My husband and I are both retirement age and both covered by Medicare and my mother-in-law in 87. Like every other American, we’d be highly offended by any hint of duplicity in HR 3200.

People need to know that there is absolutely nothing sinister in sec 1233 — no ‘death panel’ for mentally or physically handicapped children, no scheme to save Medicare money by paying healthcare professionals to hand out hemlock to octogenarians. Not a single word in sec. 1233 (or anywhere else in the House bill 3200) even remotely hints at a government-sponsored plan to kill off the elderly or disabled, manipulate medical care providers or force doctors to rat on the end-of-life decisions made by Medicare patients to the government.

It would also be helpful if the public understood that Section 1233 is a provision to amend the Social Security Act written by a Republican Congressman from Georgia. As you know, the law has required hospitals to ask all patients being admitted to a hospital if they have an Advanced Directive for the last 20 years. However, the older provision does not reimburse medical providers for spending their professional time to help people to develop an advanced directive.

Section 1233 would simply permit medical practitioners (physicians, physician assistants and nurse practitioners) to be reimbursed for helping Medicare patients develop a plan for end-of-life care that suits their needs and that of their families.

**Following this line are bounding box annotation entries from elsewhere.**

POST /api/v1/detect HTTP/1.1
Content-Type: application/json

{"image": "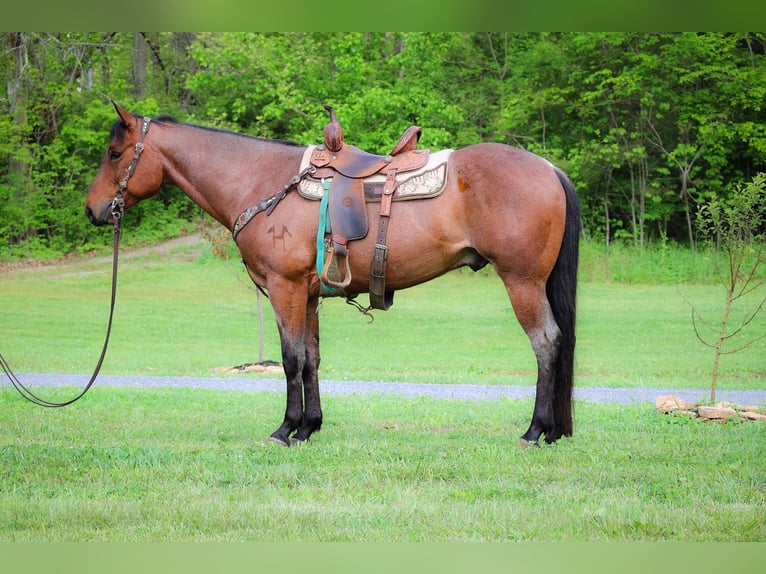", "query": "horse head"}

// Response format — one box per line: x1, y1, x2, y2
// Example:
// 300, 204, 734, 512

85, 102, 163, 225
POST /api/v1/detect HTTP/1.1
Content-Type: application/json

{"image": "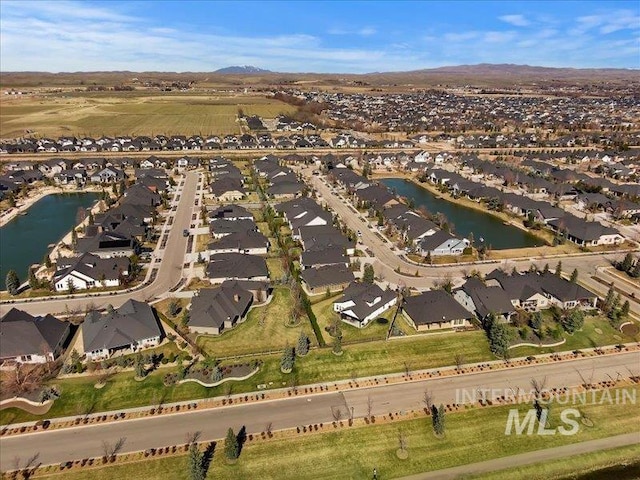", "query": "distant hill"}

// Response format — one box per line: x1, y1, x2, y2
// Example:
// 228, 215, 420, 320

213, 65, 273, 75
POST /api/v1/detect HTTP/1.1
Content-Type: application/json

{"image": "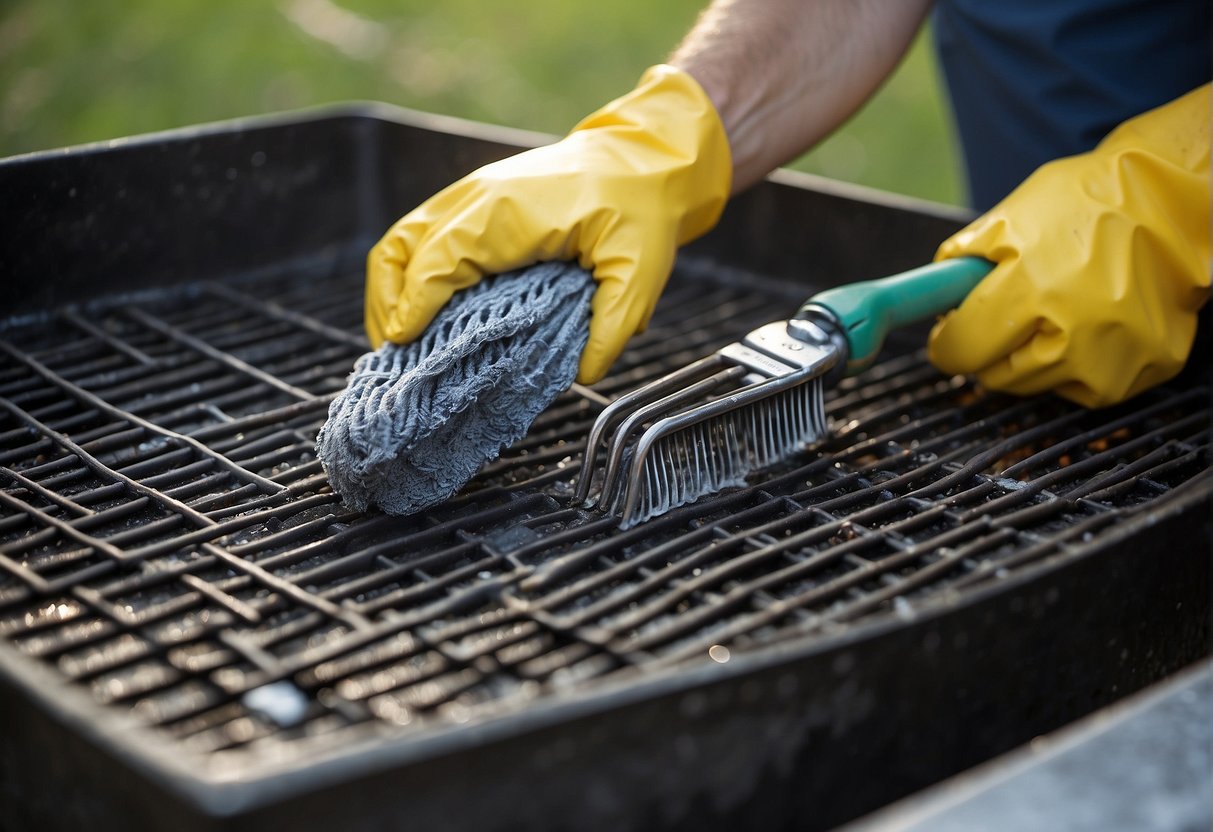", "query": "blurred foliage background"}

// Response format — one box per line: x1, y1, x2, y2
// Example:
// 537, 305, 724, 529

0, 0, 962, 204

The provision identifies the very broadest range of option, stating that: “treatment … may range from an indication for full treatment to an indication to limit some or all or specified interventions.” It is always the patient that decides what kind of care they want, not the practitioner. Sec 1233 includes training for health care professionals “about the goals and use of orders for life sustaining treatment”. The only role of physicians or practitioners is to provide factual information on the full spectrum of possible choices and how to best achieve those goals, including necessary legal information.

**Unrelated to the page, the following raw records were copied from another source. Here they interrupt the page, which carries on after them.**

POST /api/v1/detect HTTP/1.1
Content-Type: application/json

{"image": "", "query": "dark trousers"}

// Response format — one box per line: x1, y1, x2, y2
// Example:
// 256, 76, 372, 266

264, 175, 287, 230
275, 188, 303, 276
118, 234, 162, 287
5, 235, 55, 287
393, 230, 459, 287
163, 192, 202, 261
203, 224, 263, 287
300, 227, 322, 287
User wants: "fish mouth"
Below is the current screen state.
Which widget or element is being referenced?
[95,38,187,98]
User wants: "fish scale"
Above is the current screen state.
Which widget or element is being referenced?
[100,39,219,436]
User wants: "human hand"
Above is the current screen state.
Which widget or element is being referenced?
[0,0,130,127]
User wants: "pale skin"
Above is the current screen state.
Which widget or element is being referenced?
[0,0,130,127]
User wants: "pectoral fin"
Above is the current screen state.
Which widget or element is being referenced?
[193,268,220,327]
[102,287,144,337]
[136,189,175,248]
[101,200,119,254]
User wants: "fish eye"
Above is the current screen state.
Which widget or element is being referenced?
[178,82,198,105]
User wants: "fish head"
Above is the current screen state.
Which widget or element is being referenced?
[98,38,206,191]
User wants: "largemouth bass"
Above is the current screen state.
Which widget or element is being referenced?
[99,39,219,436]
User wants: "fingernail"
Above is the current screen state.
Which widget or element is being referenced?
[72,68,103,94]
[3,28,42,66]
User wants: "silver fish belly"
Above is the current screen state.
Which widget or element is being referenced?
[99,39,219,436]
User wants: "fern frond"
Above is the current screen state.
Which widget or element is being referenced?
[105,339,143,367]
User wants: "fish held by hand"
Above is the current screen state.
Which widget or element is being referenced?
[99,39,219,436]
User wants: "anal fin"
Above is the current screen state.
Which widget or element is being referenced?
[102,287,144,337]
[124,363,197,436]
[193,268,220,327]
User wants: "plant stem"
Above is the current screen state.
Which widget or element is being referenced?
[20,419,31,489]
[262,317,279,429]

The only thing being tracked and reported by sec 1233 is the level of compliance by the health care professional with their obligation to inform the patient about advance directives and life-sustaining treatments. Exactly how this information is to be measured and tracked is not mandated by HR3200 but comes instead from a “consensus-based organization”. A further safe guard in the bill is a requirement that criteria proposed by the consensus-based organization be published in the Federal Register and a period of public comment provided before it can be adopted.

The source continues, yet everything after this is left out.